El peligroso Saltapatrás

¿Y si la derecha poblana, en un arrebato de fuerza, determina sacar a las calles a estudiantes de las escuelas privadas, en las que se enseña catecismo, pretextando apoyo urgente a la llamada ley de la familia?
¿Y si las organizaciones clericales fantasma creadas ex profeso para contrarrestar el pensamiento racionalista y científico se envuelven en el lábaro patrio y denuncian (como ya lo está haciendo una tal Reina Suárez), que manos extranjeras quieren intervenir en los asuntos de los poblanos?

¿Y si la ceremonia de toma de posesión del nuevo arzobispo, en la que se pronostica la asistencia de de 40 mil personas, es aprovechada por los grupos radicales para manifestar actitudes de triunfalismo y revancha, como ya lo vimos a escala en el Congreso del estado el día de la votación de la mentada ley?

¿Y si al rato ese mismo fundamentalismo consecuente con el extremismo panista eleva sus niveles de intolerancia y juzga que los medios de comunicación y periodistas terrenales no pueden opinar sobre los asuntos trascendentes del “Padre Eterno”, y exigen que se callen, como ya lo están haciendo en España?

¿Y si alguien se la cree que vivimos en un auténtico Estado de Derecho y acude a la Subsecretaría de Asuntos Religiosos, en la ciudad de México, en demanda de hacer efectivo el Estado laico mexicano, cuya dependencia se encuentra en manos de la señora Ana Teresa Aranda, encontrará respuesta a su petición?
¿Y si la polarización social deviene, como ya ocurrió en otro momento, en una disputa con tintes raciales, en las que unos grupos tendrían más derechos que otros alegando razones de sangre, color, y hasta de filiación religiosa, y si en esa aparecen los calificativos de naco?

Nadie lo dice, tal vez porque no todos lo perciben, pero la polarización ideológica suscitada a partir de la aprobación de la llamada ley de la familia, amenaza con desmoronar la mucha o poca cohesión social alcanzada en Puebla, al cabo de haber superado las disputas de los años setenta entre FUAS y universitarios. No es retórica. Es la memoria pública, y son las señales que de nuevo asoman por todos lados.
El fundamentalismo religioso que dividió a la población nacional en la segunda mitad del siglo XIX y que desembocó en una guerra que duró tres años de la que finalmente salieron triunfadores los partidarios del partido liberal —defensores de la Constitución del 57, que garantiza la libertad de cultos—, amenaza con una nueva disputa.

No en el terreno de las armas, afortunadamente, pero sí en el de las percepciones airadas sobre el papel que deben jugar las creencias en la vida pública de un país y de las personas.
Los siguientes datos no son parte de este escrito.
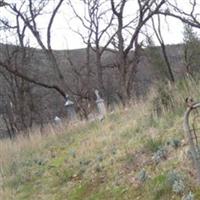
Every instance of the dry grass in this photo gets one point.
(94, 157)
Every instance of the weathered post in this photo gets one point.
(100, 105)
(190, 133)
(71, 113)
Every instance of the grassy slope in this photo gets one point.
(102, 160)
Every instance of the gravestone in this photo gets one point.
(71, 113)
(100, 105)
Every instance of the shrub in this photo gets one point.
(160, 155)
(190, 196)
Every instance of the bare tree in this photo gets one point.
(159, 36)
(26, 13)
(127, 67)
(97, 22)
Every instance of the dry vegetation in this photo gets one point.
(135, 153)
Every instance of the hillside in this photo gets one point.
(136, 153)
(33, 104)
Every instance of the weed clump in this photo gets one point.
(159, 155)
(190, 196)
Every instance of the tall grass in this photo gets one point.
(87, 149)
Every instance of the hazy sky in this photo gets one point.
(64, 38)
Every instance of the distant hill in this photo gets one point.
(73, 65)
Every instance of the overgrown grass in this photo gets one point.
(102, 160)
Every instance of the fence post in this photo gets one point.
(194, 148)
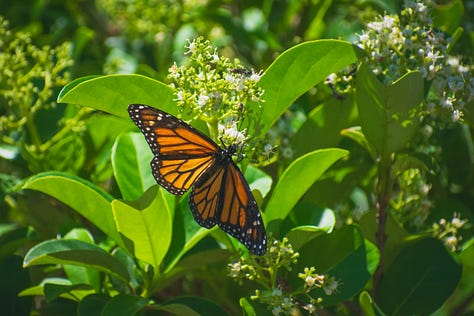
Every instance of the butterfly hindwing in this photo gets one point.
(184, 158)
(223, 196)
(182, 153)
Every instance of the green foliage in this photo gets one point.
(364, 191)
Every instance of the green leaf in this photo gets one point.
(38, 290)
(145, 226)
(113, 93)
(131, 158)
(12, 237)
(355, 133)
(75, 252)
(405, 162)
(338, 254)
(258, 180)
(423, 266)
(82, 196)
(309, 214)
(448, 17)
(301, 235)
(13, 280)
(297, 178)
(365, 302)
(247, 308)
(77, 274)
(75, 292)
(186, 234)
(322, 128)
(297, 70)
(92, 305)
(124, 305)
(389, 114)
(199, 305)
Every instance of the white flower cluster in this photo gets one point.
(398, 44)
(215, 89)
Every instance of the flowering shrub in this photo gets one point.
(355, 180)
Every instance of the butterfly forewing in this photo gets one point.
(185, 157)
(182, 153)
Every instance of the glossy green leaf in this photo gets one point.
(197, 304)
(75, 291)
(113, 93)
(365, 302)
(186, 234)
(247, 308)
(297, 178)
(301, 235)
(145, 226)
(355, 133)
(309, 214)
(389, 115)
(176, 309)
(92, 305)
(258, 180)
(38, 290)
(299, 69)
(447, 17)
(12, 237)
(78, 274)
(13, 280)
(338, 254)
(322, 128)
(75, 252)
(82, 196)
(405, 162)
(131, 158)
(124, 305)
(423, 266)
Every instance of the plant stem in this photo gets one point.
(384, 190)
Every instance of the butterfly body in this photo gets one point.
(184, 158)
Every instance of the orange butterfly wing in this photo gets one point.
(222, 196)
(182, 153)
(185, 157)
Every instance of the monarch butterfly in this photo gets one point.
(185, 157)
Además, echa por tierra el discurso de los últimos veinte años de que el país es plural y diverso, y reconoce en la Constitución los derechos civiles más elementales de los ciudadanos. La influencia de la religión católica es un retroceso peligroso, muy peligroso.

“La actual campaña de la Conferencia Episcopal (en España) contra las mujeres que abortan pone de relieve el patético deterioro de la formación intelectual del clero, que si bien nunca ha sobresalido por su nivel científico, al menos en el pasado era capaz de distinguir el ser en potencia del ser en acto”, afirmó el científico Jesús Mosterín, del Consejo Superior de Investigación Científica de España, en un artículo aparecido ayer en El País.
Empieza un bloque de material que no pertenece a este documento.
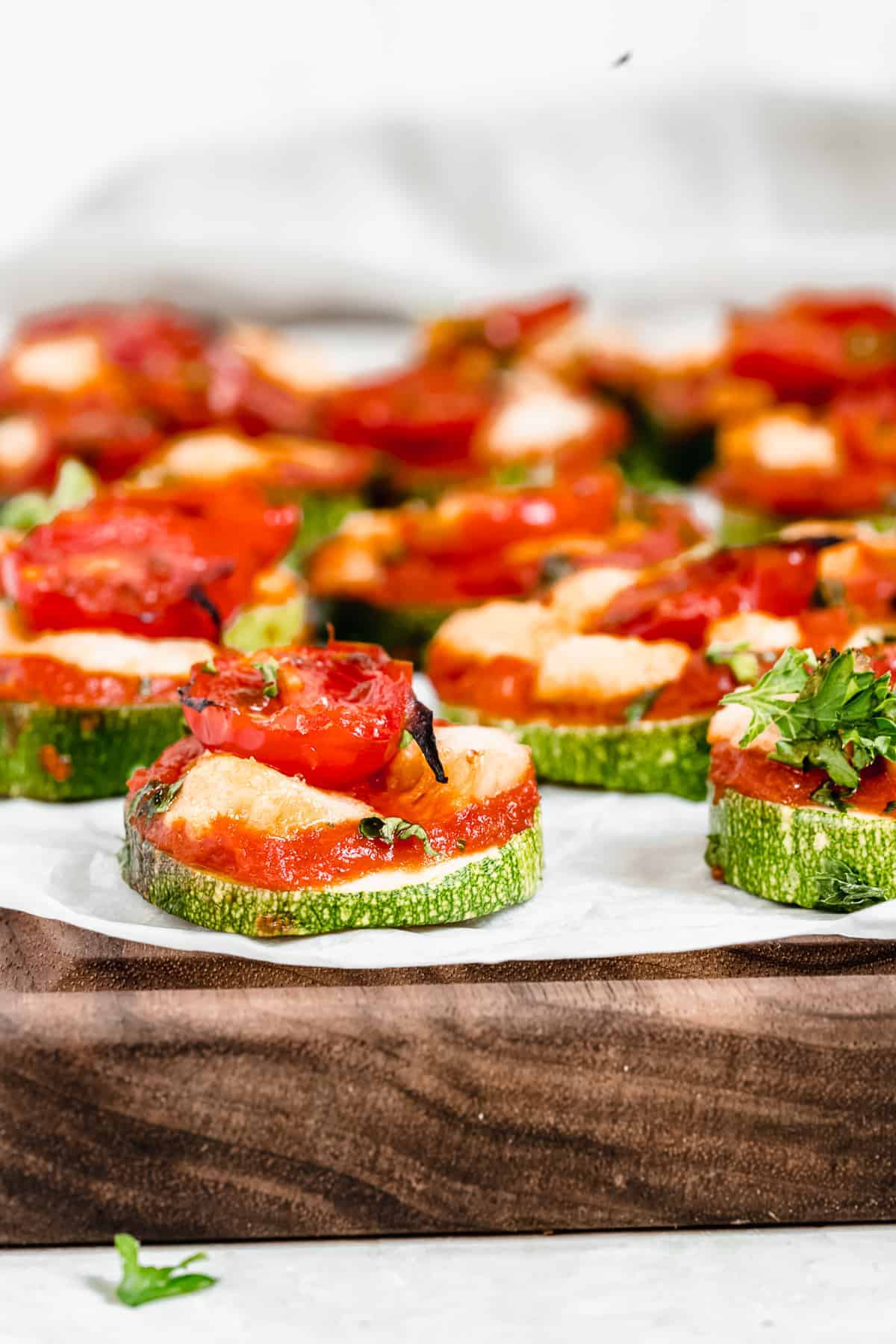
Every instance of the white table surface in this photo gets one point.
(729, 1287)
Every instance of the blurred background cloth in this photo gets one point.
(390, 159)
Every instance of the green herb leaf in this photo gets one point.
(388, 830)
(741, 659)
(75, 484)
(841, 889)
(269, 672)
(147, 1283)
(635, 712)
(833, 714)
(153, 797)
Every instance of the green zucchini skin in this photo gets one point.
(484, 885)
(403, 631)
(94, 750)
(744, 527)
(321, 515)
(788, 853)
(633, 759)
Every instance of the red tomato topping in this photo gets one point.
(425, 416)
(35, 679)
(755, 776)
(332, 715)
(812, 347)
(680, 605)
(160, 564)
(473, 522)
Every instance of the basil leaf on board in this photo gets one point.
(388, 830)
(148, 1283)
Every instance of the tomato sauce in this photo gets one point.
(504, 688)
(753, 774)
(30, 679)
(332, 853)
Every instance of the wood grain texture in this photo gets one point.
(40, 956)
(447, 1108)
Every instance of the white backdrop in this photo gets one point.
(388, 155)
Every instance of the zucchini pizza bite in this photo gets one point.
(107, 609)
(803, 779)
(793, 463)
(316, 794)
(395, 574)
(104, 383)
(615, 676)
(328, 480)
(473, 408)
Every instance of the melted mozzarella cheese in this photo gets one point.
(19, 443)
(783, 444)
(281, 359)
(729, 724)
(107, 651)
(261, 799)
(541, 417)
(594, 668)
(581, 337)
(586, 594)
(479, 762)
(207, 457)
(754, 629)
(60, 363)
(499, 629)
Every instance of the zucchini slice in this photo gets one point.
(662, 757)
(802, 856)
(63, 754)
(458, 889)
(405, 631)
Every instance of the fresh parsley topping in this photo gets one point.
(153, 797)
(830, 796)
(841, 889)
(75, 485)
(835, 714)
(637, 709)
(741, 659)
(147, 1283)
(269, 675)
(388, 830)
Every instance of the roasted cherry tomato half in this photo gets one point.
(426, 416)
(500, 329)
(682, 603)
(153, 567)
(812, 347)
(332, 715)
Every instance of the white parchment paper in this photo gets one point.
(623, 875)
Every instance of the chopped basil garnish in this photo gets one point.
(741, 659)
(637, 709)
(833, 714)
(153, 797)
(148, 1283)
(269, 673)
(388, 830)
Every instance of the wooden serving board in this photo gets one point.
(193, 1097)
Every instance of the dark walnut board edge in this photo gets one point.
(756, 1093)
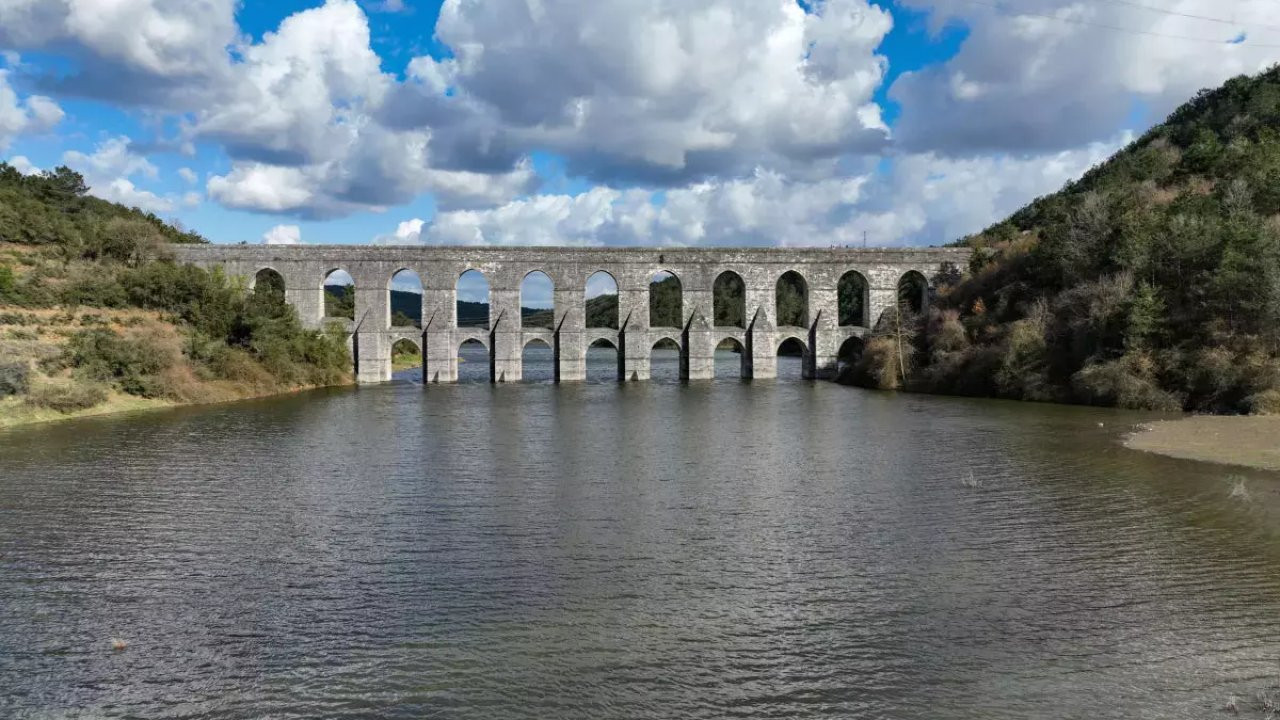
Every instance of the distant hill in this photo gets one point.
(1153, 281)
“La campaña episcopal (contra el aborto) se basa en el burdo sofisma de confundir un embrión (o incluso una célula madre) con un hombre. Por eso dicen que abortar es matar a un hombre, cometer un homicidio. El aborto está permitido y liberalizado en Estados Unidos, Francia, Italia, Portugal, Japón, India, China y en tantos otros países en los que el homicidio está prohibido.
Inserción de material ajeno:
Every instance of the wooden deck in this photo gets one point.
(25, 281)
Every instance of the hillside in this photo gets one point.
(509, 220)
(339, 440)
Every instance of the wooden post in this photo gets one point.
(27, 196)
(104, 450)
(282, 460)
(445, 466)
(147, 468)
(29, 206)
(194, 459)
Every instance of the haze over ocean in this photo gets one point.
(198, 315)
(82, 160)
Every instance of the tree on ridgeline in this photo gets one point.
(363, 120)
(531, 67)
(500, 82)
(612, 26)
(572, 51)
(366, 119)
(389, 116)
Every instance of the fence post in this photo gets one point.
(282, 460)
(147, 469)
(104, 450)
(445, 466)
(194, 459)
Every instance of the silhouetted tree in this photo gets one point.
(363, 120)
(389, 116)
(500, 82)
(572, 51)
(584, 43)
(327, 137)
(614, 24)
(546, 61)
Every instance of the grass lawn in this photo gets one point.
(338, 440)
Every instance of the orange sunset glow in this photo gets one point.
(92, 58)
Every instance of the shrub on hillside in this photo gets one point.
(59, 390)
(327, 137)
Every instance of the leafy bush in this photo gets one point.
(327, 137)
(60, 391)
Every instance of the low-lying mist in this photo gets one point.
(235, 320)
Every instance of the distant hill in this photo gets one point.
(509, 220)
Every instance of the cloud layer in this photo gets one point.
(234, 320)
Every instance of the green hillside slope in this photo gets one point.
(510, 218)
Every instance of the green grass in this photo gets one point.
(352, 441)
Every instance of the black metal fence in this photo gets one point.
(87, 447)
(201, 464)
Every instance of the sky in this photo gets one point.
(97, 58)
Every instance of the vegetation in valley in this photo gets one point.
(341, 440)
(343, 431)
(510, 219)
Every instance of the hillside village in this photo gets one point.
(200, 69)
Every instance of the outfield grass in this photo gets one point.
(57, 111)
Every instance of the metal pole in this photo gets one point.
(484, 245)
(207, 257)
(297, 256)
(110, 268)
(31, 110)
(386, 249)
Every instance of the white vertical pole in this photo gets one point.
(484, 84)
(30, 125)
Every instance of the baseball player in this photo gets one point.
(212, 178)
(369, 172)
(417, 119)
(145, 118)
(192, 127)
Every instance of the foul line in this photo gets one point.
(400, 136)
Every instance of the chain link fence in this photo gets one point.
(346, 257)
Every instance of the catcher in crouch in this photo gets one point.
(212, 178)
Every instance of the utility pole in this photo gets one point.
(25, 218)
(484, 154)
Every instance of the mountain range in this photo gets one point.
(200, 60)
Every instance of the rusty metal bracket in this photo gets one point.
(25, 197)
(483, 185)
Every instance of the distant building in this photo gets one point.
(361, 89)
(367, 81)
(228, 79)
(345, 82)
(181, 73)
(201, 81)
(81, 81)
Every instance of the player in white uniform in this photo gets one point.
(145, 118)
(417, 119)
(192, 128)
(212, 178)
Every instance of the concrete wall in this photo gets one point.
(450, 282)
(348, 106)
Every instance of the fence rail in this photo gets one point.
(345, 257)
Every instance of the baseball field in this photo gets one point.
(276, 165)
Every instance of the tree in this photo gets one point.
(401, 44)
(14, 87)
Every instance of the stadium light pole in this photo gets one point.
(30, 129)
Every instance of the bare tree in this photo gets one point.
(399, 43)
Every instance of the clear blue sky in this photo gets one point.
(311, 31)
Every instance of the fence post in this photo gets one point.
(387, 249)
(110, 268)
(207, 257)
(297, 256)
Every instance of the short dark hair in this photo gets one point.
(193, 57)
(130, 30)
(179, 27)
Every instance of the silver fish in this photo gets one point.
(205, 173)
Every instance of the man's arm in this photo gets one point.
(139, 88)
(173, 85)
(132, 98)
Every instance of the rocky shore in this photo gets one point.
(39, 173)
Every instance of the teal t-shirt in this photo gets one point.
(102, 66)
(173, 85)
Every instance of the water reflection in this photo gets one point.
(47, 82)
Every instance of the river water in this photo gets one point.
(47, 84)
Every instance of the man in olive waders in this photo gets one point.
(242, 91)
”¿Será verdad que todos ellos caen en la flagrante contradicción de prohibir y permitir al mismo tiempo el homicidio, como pretenden los agitadores religiosos, o será más bien que el aborto no tiene nada que ver con el homicidio? De hecho, el único motivo para prohibir el aborto es el fundamentalismo religioso. Ninguna otra razón moral, médica, filosófica ni política avala tal proscripción. Donde la iglesia católica (o el islamismo) no es prepotente y dominante, el aborto está permitido, al menos durante las primeras semanas (catorce, de promedio).

”Tanto el anterior papa Wojtyla como el actual papa Ratzinger se han dedicado a viajar por África y Latinoamérica despotricando contra los preservativos y el aborto, lo que equivale a promover el sida y la miseria. En cualquier caso, la contracepción puede fallar. A veces el embarazo imprevisto será una sorpresa muy agradable.

”Otras veces, llevarlo a término supondría partir por la mitad la vida de una mujer, arruinar su carrera profesional o incluso traer al mundo un subnormal profundo o un vegetal humano descerebrado. Sólo a la mujer implicada le es dado juzgar esas graves circunstancias, y no a la caterva arrogante de prelados, jueces, médicos y burócratas empeñados en decidir por ella.

”El aborto es un trauma. Ninguna mujer lo practica por gusto o a la ligera. Pero la procreación y la maternidad son algo demasiado importante como para dejarlo al albur de un descuido o una violación. El aborto, como el divorcio o los bomberos, se inventó para cuando las cosas fallan”.

Pero el tema también es cultural, no nos engañemos. Una cosa es la opinión de una doctora en letras; y muy diferente, el de quien se encarga de regodearse en las páginas de sociales.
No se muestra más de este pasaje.